Actance Tribune

What's NEW under French Employment Law?

N° 10 – November 7, 2022

Resignation soon presumed in case of abandonment of post?

A bill, currently under discussion in Parliament, aims to create in French law a presumed resignation in the case of job abandonment (unauthorised absence of the employee from their work position). 

For the bill´s rapporteurs, the proposed measure aims “to limit the disruption caused by job abandonment in companies and so that the unemployment compensation rules provided for in cases of resignation can be applied to these employees. It is not desirable that an employee made redundant following abandonment of post has a more favourable situation in terms of unemployment insurance than an employee who resigns and who receives no compensation”.

Currently, the employer cannot consider that the employee has resigned from their employment contract. Should the employee fail to terminate the employment contract on their own initiative, the employer must then dismiss them, if necessary for serious misconduct. In practice, and depending on the circumstances, the fault or misconduct is more or less serious, particularly regarding the employee seniority, the position they hold; whether the fault is repeated or not and especially with regards to the real consequences for the company or the department in which the employee works.
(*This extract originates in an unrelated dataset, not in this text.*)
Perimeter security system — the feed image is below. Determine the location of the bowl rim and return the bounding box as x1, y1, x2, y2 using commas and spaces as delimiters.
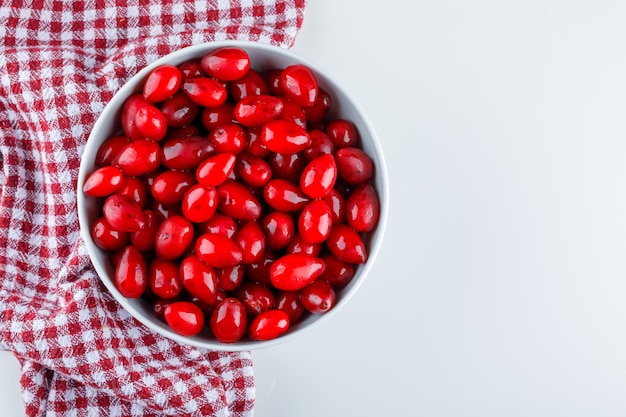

This situation encourages an employee to abandon their post since this gives them, on the one hand, unlike resignation, unemployment insurance benefits except in specific cases and, on the other hand, in the event of dismissal for serious misconduct, avoids them having to give notice given that an employee who resigns and who does not fulfil the notice conditions, could actually be ordered to pay compensation to the company.

Should the bill be adopted, article L.1237-1-1 of the French Labour Code will state that “an employee who has voluntarily abandoned his position and does not return to work after having been given formal notice to justify his absence and to resume his  work, by registered letter or by letter delivered by hand against receipt, within the time limit set by the employer, is presumed to have resigned at the end of this time limit”.

Before the employee can be considered as having resigned, the employer must have given formal notice to the employee to justify himself  (should the text provide that formal notice could be carried out by hand delivery against receipt, this is inconsistent with the abandonment and only the registered letter shall apply) and he  may set the deadline after which, if there is no response, the latter will be presumed to have resigned. This last provision thus makes allows to specify the date on which the resignation may be considered effective, thus resulting in the termination of the employment contract.

It is specified that the measure shall not apply to employees who leave their position for health or safety reasons.

Finally, it’s also provided that the employee may challenge the termination of his employment contract on the basis of this presumption by initiating a lawsuit before the   Labour Court (Conseil de prud’hommes) . The case should be brought directly before the judgment office (without going through the conciliation office) who shall then decide on the type of termination and its consequences then will rule on the merits within one month.

Should the legislator provide that the practical arrangements of this system will have to be specified by decree, the introduction into the French Labour Code of such a presumption of resignation would constitute a veritable paradigm shift from the previous rules according to which a resignation must be clear and unequivocal.

Above all, this act raises a number of questions and it is not yet clear if this procedure will be more reassuring for employers in the future.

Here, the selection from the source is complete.